Подобное преображение человека и слова в футуризме актуализировало параллелизм дионисийских мотивов полета, опьянения, горения и весны в их единстве в пределах лирического текста или цикла. Так, в стихотворении Г.Петникова “Поросль солнца” из одноименного сборника стихия весны сплетена с мотивами экстатического взрыва и полета: “За взрывами весенней воли// По золоту тяжелых крыл// Подробный вылет
темной доли// Твой дикий воздух взором взрыл” [16]. Ср. в его же “Лирическом отрывке” - “О, как обуглен ночи очерк<...>Струя весны, сливаясь ивами<...>Тяжелый ток летуний золотых" (510). Даже в стихотворении “Племя звучаное”, посвященном Н.Бруни - пилоту и участнику “Цеха поэтов”, мы не найдем никаких деталей, которые бы прямо указывали на образ авиатора, а лишь загадочно-символические метафоры и аналогии:
Цветают искры и умирают Летными звездами лета В копытах небесных коней И пламя зеленое гая Рассыпет кочевья огней,
И время весеннее веять,
Листвой изумленной кипеть. (506).
Весь сборник пронизан весенними лейтмотивами, что сказалось и на заголовках/ лирических зачинах (См. “По весне!”, “Рубеж весны”, “В такую горячую весень...”).
Книга пилот-футуриста В.Каменского “Звучаль веснеянки” тоже построена на параллелизме образов весны, полета духа или полета на аэроплане, опьянения: “На ступенях песнепьянствуют// Песнеянки босиком// Расцветанием цветанствуют// Тая нежно снежный ком <...> Небо веснит -манит далями// Распыляя сок и мед// Завивая завуалями// Раскрыляет мой полет” (“Полет на высоту” [17]); “Летистинная радость// Летисто улетать// Летинною весной” (“Лечу”, 32); “Развеснились весны ясные// На весенних весенях -// Взголубились крылья майные...” (32); “На крыльях
рубиновых//...Яразлетелся уральским орлом...Я лечу на великий пролом<... > Все в этой жизни я выпью вином<... > Видеть друзей// Крыловейными стаями<...> Фантазеры летатели” (“На Великий Пролом”, 130-131). В “пасхальном” стихотворении “Весна в Крыму” мотив полета птицы соотносится с мотивом воскресения: “Христос Воскресе.// Крыловейно// Раскиньте души перезвучально<...>Летят на север с юга птицы” (145). Важна и композиция цикла: за стихотворением “Мы оба улыбаемся чайкам... ", где преобладают мотивы опьянения (“ Свежие - сочные плоды//Запиваю//Кахетинским вином<... > Будто пьян я поэт<... > Пью” (142) следуют “Полет на Аэроплане” и “Полет на высоту”.

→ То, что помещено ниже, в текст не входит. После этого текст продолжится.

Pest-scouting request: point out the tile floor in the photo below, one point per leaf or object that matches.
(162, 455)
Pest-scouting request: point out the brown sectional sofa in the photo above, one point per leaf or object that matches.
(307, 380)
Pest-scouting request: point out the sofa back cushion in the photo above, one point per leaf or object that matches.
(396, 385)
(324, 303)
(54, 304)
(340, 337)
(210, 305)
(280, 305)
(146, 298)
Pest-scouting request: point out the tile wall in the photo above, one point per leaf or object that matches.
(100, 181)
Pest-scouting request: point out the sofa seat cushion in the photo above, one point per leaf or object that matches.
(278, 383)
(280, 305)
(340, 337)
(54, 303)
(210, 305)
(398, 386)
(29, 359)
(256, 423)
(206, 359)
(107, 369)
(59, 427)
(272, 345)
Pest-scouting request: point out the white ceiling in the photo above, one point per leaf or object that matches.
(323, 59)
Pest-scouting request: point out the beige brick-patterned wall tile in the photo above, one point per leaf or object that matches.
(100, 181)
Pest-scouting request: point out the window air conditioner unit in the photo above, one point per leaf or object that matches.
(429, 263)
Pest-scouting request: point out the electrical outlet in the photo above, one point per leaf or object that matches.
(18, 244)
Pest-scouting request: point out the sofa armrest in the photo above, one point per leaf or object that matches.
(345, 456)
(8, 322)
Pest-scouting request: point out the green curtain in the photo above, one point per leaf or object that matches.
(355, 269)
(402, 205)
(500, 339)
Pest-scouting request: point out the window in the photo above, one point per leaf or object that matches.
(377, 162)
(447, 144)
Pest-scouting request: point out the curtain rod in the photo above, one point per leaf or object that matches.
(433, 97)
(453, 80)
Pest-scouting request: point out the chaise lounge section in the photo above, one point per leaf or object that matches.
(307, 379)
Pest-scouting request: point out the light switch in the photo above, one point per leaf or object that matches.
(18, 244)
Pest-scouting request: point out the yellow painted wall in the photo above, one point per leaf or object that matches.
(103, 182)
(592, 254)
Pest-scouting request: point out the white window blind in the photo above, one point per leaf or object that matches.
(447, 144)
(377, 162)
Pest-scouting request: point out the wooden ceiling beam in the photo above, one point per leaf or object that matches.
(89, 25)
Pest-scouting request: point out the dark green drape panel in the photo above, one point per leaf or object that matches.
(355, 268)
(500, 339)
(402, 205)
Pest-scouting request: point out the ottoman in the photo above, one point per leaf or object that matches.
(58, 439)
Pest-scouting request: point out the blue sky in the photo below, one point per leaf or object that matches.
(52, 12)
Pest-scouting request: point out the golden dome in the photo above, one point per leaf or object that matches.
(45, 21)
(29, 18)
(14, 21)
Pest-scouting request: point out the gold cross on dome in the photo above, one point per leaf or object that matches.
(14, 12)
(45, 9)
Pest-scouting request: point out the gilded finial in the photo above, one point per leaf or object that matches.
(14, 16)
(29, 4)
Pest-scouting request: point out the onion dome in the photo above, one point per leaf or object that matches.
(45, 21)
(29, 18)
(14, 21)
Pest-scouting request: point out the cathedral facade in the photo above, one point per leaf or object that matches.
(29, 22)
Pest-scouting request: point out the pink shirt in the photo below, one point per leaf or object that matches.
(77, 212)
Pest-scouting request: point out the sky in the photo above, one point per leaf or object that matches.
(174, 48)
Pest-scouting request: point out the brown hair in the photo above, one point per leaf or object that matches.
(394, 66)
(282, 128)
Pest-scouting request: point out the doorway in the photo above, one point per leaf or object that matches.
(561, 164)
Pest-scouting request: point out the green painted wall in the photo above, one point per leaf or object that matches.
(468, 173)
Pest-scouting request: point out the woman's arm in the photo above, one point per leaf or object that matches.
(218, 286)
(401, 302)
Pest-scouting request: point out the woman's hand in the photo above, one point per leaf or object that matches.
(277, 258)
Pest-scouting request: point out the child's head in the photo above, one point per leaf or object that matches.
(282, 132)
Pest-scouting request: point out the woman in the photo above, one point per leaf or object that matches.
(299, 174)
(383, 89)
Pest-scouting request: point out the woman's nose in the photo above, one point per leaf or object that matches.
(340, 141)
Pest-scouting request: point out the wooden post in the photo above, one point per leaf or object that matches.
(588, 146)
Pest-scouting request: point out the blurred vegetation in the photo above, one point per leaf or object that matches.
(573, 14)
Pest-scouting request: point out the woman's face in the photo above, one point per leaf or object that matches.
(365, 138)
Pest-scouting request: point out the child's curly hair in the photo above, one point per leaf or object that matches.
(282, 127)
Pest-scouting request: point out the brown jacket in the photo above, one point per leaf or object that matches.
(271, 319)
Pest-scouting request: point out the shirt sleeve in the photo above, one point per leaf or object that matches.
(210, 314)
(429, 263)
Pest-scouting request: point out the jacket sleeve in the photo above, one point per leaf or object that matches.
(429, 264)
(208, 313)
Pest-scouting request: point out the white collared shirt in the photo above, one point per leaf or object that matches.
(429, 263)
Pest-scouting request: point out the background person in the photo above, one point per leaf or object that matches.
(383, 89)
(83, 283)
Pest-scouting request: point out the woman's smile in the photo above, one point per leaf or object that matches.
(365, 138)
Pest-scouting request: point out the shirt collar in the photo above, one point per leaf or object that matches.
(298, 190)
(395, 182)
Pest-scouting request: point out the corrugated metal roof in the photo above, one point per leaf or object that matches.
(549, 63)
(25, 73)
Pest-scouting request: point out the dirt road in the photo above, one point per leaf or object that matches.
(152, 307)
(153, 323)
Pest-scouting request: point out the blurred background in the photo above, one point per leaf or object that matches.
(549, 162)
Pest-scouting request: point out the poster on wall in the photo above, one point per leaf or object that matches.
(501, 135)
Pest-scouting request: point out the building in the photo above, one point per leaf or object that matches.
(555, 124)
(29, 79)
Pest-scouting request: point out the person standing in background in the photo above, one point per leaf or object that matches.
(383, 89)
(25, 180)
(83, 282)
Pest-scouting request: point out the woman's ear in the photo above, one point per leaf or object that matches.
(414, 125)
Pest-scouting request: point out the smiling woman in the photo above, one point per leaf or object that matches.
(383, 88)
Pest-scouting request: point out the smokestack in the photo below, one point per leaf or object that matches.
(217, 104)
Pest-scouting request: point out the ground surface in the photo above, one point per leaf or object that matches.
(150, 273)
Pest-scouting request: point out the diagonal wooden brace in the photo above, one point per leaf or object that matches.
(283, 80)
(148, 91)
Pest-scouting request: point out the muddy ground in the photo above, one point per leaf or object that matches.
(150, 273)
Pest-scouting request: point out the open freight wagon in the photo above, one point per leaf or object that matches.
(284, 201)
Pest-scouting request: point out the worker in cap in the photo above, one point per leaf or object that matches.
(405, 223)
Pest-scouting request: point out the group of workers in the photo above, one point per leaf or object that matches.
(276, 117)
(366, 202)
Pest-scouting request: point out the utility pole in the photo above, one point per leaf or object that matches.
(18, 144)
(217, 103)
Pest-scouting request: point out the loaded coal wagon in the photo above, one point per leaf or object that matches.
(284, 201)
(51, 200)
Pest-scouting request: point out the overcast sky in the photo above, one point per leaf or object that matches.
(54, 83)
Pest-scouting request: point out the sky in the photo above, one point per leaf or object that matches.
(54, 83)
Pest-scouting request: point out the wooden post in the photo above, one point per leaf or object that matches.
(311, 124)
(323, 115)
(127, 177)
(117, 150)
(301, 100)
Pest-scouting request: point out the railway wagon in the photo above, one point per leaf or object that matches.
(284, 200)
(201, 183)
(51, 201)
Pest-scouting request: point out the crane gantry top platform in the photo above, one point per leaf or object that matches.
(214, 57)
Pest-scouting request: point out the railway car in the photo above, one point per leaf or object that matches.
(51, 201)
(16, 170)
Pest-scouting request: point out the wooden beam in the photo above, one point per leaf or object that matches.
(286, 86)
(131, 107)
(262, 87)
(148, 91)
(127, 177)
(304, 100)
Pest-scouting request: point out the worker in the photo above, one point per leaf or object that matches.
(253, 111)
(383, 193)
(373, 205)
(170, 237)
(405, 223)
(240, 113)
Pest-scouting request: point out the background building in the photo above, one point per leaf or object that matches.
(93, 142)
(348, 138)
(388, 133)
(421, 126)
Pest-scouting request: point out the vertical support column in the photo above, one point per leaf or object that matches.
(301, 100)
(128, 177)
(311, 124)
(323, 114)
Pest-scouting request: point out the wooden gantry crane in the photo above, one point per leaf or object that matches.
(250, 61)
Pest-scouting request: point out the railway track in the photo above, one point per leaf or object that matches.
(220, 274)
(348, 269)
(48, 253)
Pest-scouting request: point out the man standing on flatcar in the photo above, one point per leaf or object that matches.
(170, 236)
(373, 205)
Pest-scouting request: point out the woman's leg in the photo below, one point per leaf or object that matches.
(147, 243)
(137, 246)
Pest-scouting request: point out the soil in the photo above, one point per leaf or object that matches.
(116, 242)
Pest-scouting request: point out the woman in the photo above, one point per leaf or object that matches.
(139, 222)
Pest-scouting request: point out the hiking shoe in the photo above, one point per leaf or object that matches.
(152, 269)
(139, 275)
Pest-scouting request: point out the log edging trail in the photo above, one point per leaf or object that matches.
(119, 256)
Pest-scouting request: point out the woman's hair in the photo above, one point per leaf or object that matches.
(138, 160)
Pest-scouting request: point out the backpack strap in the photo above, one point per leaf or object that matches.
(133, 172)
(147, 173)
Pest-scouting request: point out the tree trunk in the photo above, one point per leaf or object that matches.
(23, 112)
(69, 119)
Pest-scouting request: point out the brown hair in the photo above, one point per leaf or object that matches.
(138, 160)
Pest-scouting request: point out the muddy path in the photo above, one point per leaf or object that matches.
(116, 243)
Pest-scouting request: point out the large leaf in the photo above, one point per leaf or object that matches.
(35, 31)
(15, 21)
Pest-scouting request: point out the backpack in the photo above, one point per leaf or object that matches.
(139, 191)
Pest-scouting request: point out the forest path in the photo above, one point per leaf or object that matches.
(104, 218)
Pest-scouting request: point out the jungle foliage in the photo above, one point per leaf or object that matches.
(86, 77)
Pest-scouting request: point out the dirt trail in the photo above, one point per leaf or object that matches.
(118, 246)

В автобиографической прозе Каменского еще более усилен общий эффект стихийности обновляющейся природы, творчества и полета в их единстве: “. ибо оба любили беспечную, окрыленную молодость и веселье без берегов” (434); “Ветры, вихри, штормы, борьба, буйные затеи, даль, ширь, размах, воля, новизна - все это будоражит, наполняет, пьянит и раскачивает так, что еле держишься на ногах. <...> В такие хмельные дни нелегко работать, нанизывать бисер букв на канву замысла” (448); “Весна поила хмельной брагой” (491); “Земля дышала сочной благодатью молодости, расцветающим здоровьем, стихийными силами недр.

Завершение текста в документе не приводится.